ECLI:NL:RVS:2006:AY7177

Raad van State

Datum uitspraak
30 augustus 2006
Publicatiedatum
5 april 2013
Zaaknummer
200600965/1
Instantie
Raad van State
Type
Uitspraak
Rechtsgebied
Bestuursrecht
Procedures
  • Hoger beroep
Rechters
  • T.M.A. Claessens
  • B.F.C. van Rheenen
Vindplaatsen
  • Rechtspraak.nl
AI samenvatting door LexboostAutomatisch gegenereerd

Afwijzing aanvraag tegemoetkoming functionele invaliditeit vuurwerkramp Enschede

In deze zaak gaat het om het hoger beroep van een appellante tegen de afwijzing van haar aanvraag voor een tegemoetkoming in verband met functionele invaliditeit als gevolg van de vuurwerkramp in Enschede. Het bestuur van de stichting 'Stichting Uitvoeringsorganisatie Personenschade Vuurwerkramp' heeft op 10 september 2002 de aanvraag van appellante afgewezen. Dit besluit werd later door het bestuur bevestigd na een bezwaarprocedure, waarbij de rechtbank Almelo op 23 december 2005 het beroep van appellante ongegrond verklaarde. Appellante heeft hiertegen hoger beroep ingesteld bij de Raad van State, waarbij zij haar gronden heeft aangevuld in februari en maart 2006.

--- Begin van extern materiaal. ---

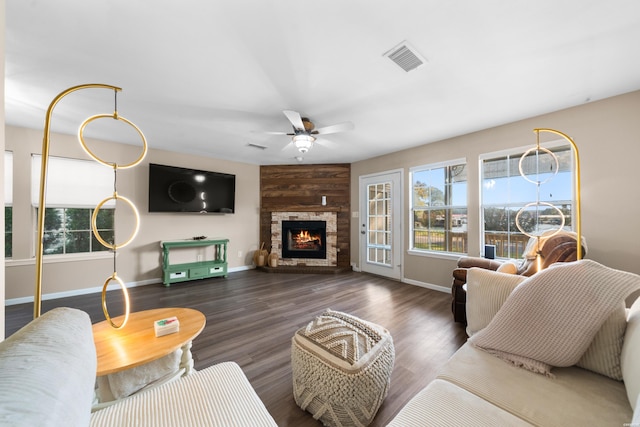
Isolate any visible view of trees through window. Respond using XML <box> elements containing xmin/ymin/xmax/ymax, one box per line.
<box><xmin>5</xmin><ymin>151</ymin><xmax>12</xmax><ymax>258</ymax></box>
<box><xmin>5</xmin><ymin>207</ymin><xmax>11</xmax><ymax>258</ymax></box>
<box><xmin>411</xmin><ymin>162</ymin><xmax>467</xmax><ymax>254</ymax></box>
<box><xmin>40</xmin><ymin>207</ymin><xmax>114</xmax><ymax>255</ymax></box>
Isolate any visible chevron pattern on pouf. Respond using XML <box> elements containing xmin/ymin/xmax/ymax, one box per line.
<box><xmin>298</xmin><ymin>310</ymin><xmax>383</xmax><ymax>364</ymax></box>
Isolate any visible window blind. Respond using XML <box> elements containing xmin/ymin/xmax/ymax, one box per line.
<box><xmin>31</xmin><ymin>155</ymin><xmax>115</xmax><ymax>207</ymax></box>
<box><xmin>4</xmin><ymin>151</ymin><xmax>12</xmax><ymax>205</ymax></box>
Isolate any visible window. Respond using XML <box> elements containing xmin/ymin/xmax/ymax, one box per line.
<box><xmin>410</xmin><ymin>159</ymin><xmax>467</xmax><ymax>254</ymax></box>
<box><xmin>31</xmin><ymin>155</ymin><xmax>115</xmax><ymax>256</ymax></box>
<box><xmin>481</xmin><ymin>143</ymin><xmax>573</xmax><ymax>259</ymax></box>
<box><xmin>5</xmin><ymin>151</ymin><xmax>12</xmax><ymax>258</ymax></box>
<box><xmin>38</xmin><ymin>207</ymin><xmax>114</xmax><ymax>255</ymax></box>
<box><xmin>367</xmin><ymin>182</ymin><xmax>392</xmax><ymax>266</ymax></box>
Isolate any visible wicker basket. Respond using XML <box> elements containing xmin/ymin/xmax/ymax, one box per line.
<box><xmin>253</xmin><ymin>243</ymin><xmax>268</xmax><ymax>267</ymax></box>
<box><xmin>267</xmin><ymin>252</ymin><xmax>278</xmax><ymax>268</ymax></box>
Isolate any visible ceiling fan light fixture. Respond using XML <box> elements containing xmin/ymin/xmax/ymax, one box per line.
<box><xmin>293</xmin><ymin>134</ymin><xmax>315</xmax><ymax>153</ymax></box>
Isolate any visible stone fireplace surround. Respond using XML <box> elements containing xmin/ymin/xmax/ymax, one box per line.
<box><xmin>271</xmin><ymin>212</ymin><xmax>337</xmax><ymax>267</ymax></box>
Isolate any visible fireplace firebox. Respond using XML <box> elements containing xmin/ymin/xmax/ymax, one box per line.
<box><xmin>281</xmin><ymin>220</ymin><xmax>327</xmax><ymax>259</ymax></box>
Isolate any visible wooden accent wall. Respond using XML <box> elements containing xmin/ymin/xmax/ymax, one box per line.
<box><xmin>260</xmin><ymin>164</ymin><xmax>351</xmax><ymax>267</ymax></box>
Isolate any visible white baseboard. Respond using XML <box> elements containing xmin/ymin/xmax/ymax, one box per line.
<box><xmin>5</xmin><ymin>265</ymin><xmax>256</xmax><ymax>306</ymax></box>
<box><xmin>402</xmin><ymin>277</ymin><xmax>451</xmax><ymax>294</ymax></box>
<box><xmin>229</xmin><ymin>265</ymin><xmax>254</xmax><ymax>273</ymax></box>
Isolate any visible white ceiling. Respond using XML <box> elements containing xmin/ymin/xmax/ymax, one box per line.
<box><xmin>5</xmin><ymin>1</ymin><xmax>640</xmax><ymax>165</ymax></box>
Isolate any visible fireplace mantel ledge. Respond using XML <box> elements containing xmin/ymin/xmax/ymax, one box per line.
<box><xmin>261</xmin><ymin>207</ymin><xmax>346</xmax><ymax>213</ymax></box>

De Raad van State heeft de zaak behandeld op 18 augustus 2006. De medisch adviseur van de stichting heeft in een rapport van 10 mei 2004 geconcludeerd dat appellante geen percentage functionele invaliditeit toekomt, omdat er geen functionele beperkingen zijn opgetreden als gevolg van de vuurwerkramp. De rechtbank heeft deze conclusie onderschreven en vastgesteld dat appellante niet aannemelijk heeft gemaakt dat het bestuur niet op dit advies mocht afgaan. De rechtbank heeft ook overwogen dat de door appellante overgelegde medische gegevens niet voldoende onderbouwden dat haar klachten een direct gevolg zijn van de vuurwerkramp.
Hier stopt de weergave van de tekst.